Substituting the values of $k_O$ and $k_1$ in equation 1,we get

$∴X(s) =\dfrac { 4}{s - 3} -\dfrac { 1}{s + 1} -------- 2 $

(i) To obtain inverse Laplace transform for $Re(s) \gt 3$

The ROC of Re(s) > 3 is right sided as shown in the figure below. Hence the signals will be right sided.

Taking the inverse Laplace transform of equation 2

$x(t) = L^{-1}X(s) \\ = 4 L^{-1} \dfrac {1}{s - 3} - L^{-1}\dfrac {1}{s + 1} ---------- 3 $

For right sided ROC,

$L [e^{at} u(t)] = \dfrac {1}{s - a} , ROC: Re(s) \gt a $

Using the above result, equation 3 becomes

$∴x(t) = 4 e^{3t} u(t) – e^{-t} u(t)$

This is the required time domain signal.

(ii) To obtain inverse Laplace transform for $Re(s) \lt -1$

The ROC of Re(s) < -1 is left sided as shown in the figure below. Hence the signals will be left sided.

Taking the inverse Laplace transform of equation 2

$x(t) = L^{-1}X(s) \\ = 4 L^{-1} \dfrac {1}{s - 3} - L^{-1}\dfrac { 1}{s + 1} ---------- 4$

For left sided ROC,

$L [-e^{at} u(-t)] = \dfrac {1}{s - a} , ROC: Re(s) \lt a $

Using the above result, equation 4 becomes

$x(t) = 4 [-e^{3t} u(-t)] – [-e^{-t} u(-t)] \\ ∴x(t) = (e^{-t} - 4 e^{3t}) u(-t)$

This is the required time domain signal.

(iii) To obtain inverse Laplace transform for $-1 \lt Re(s) \lt 3$

The ROC of $-1 \lt Re(s) \lt 3$ is shown in the figure below. This ROC can also be expressed as Re(s) < 3 and Re(s) > -1.

Consider the given function i.e.

$X(s) = \dfrac {4}{s - 3} - \dfrac {1}{s + 1} ----------- 5 $

This function has two poles.

Poles at s = 3 and s = -1

The pole at s = -1 is to left side of the ROC. Hence the term corresponding to this ROC will be right sided i.e.

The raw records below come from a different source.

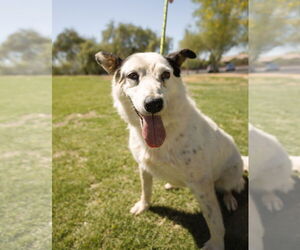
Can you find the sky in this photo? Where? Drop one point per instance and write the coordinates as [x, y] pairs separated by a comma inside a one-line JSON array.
[[20, 14], [90, 17]]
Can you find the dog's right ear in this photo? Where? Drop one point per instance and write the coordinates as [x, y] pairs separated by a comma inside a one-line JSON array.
[[109, 62]]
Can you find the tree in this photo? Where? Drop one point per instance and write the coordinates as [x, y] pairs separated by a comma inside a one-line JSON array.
[[126, 39], [220, 25], [272, 23], [25, 52], [86, 58], [65, 51]]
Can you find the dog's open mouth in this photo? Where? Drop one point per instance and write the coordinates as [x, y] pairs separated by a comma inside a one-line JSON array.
[[153, 130]]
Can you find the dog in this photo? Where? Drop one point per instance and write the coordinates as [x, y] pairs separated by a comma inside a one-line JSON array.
[[270, 168], [170, 138]]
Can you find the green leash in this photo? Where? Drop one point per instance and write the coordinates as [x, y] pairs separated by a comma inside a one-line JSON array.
[[163, 31]]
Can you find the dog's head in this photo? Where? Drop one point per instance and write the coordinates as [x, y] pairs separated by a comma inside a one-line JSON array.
[[150, 81]]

$L^{-1} \dfrac {1}{s + 1} = e^{-t} u(t)$ for ROC: Re(s) > -1

Similarly, the pole at s = 3 is to right side of the ROC. Hence the term corresponding to this ROC will be left sided i.e.

$ L^{-1}\dfrac { 1}{s - 3} = -e^{3t} u(-t)$ for ROC: Re(s) < 3

Hence, inverse Laplace transform of equation 5 becomes

$x(t) = 4[-e^{3t} u(-t)] - e^{-t} u(t) \\ ∴x(t) = - 4 e^{3t} u(-t) - e^{-t} u(t)$

This is the required time domain signal.